The Dodgers haven't won a World Series title since 1988, but that isn't the primary reason Scully's coming back.
"I don't really measure how long I want to stay by the success of the team. I really think it's inside," Scully said. "It has nothing to do with the team. It's the love affair. That's part of the way I feel about baseball."
It might be hard to imagine, considering how long Scully has been the voice of the Dodgers' franchise, but there was a time when he nearly left the team's broadcast booth.

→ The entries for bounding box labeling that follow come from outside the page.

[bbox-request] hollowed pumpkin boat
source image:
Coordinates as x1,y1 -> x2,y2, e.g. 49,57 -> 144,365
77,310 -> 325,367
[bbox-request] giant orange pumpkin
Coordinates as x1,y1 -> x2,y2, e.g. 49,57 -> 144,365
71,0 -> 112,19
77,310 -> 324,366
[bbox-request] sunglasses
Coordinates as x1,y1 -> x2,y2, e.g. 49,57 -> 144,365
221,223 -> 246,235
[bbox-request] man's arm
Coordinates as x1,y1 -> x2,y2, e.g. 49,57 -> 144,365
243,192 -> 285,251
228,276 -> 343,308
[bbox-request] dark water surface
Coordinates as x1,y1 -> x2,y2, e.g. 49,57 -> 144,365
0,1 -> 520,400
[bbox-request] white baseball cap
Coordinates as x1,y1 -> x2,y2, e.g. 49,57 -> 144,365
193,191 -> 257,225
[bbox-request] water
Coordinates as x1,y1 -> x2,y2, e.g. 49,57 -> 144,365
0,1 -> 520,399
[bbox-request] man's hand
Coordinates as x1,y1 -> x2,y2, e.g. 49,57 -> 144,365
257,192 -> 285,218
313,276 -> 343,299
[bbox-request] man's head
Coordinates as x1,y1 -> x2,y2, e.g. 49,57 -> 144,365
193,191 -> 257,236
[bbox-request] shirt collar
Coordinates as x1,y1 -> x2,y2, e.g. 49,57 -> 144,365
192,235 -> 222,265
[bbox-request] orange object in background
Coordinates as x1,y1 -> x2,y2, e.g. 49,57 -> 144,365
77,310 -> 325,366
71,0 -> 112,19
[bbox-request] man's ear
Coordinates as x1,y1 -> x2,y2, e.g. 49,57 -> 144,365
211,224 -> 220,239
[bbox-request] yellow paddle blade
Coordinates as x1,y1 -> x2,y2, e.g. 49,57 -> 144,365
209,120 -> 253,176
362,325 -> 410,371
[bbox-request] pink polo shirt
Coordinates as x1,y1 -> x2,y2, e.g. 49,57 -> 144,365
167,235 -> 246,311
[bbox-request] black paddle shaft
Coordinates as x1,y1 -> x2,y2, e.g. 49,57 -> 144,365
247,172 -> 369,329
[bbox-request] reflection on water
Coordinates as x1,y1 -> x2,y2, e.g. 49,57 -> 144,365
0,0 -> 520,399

"Personally, there were a couple of times that I really don't care to think about," he said. "But one time, we had been out here only about four years, and I got a call from a friend of mine in the advertising business who said: `Did you ever think about coming back and doing the Yankee games?'
"The great Mel Allen was having some troubles, and they were wondering what would happen if Mel couldn't continue, and they thought about bringing `the kid' back to New York. I thought about it for maybe 72 hours, but I realized that I was so in love with the O'Malley family that there was no way I was going to walk away. That was probably the closest I came to even giving it a thought."
Scully will continue to call all Dodgers home and road games in California and Arizona. But there is one other scheduled road series next season that he doesn't want to miss.
"There is a temptation -- and if my wife Sandy promises to go with me -- I really would like to see Yankee Stadium and the Dodgers play the Yankees," Scully said. "That's scheduled for two games next year, so that really gets my imagination stirring. First of all, I've never seen the new Yankee Stadium. I can remember my first World Series there in 1953, so a lot of things will come back when and if I go to New York."
The Dodgers say Scully's tenure is the longest of any broadcaster with any team. He calls all nine innings of the team's TV broadcasts, while the first three innings of each of his games are simulcast on radio. Dodgers chairman and owner Mark Walter says Scully's return for another season "means a great deal to all of us."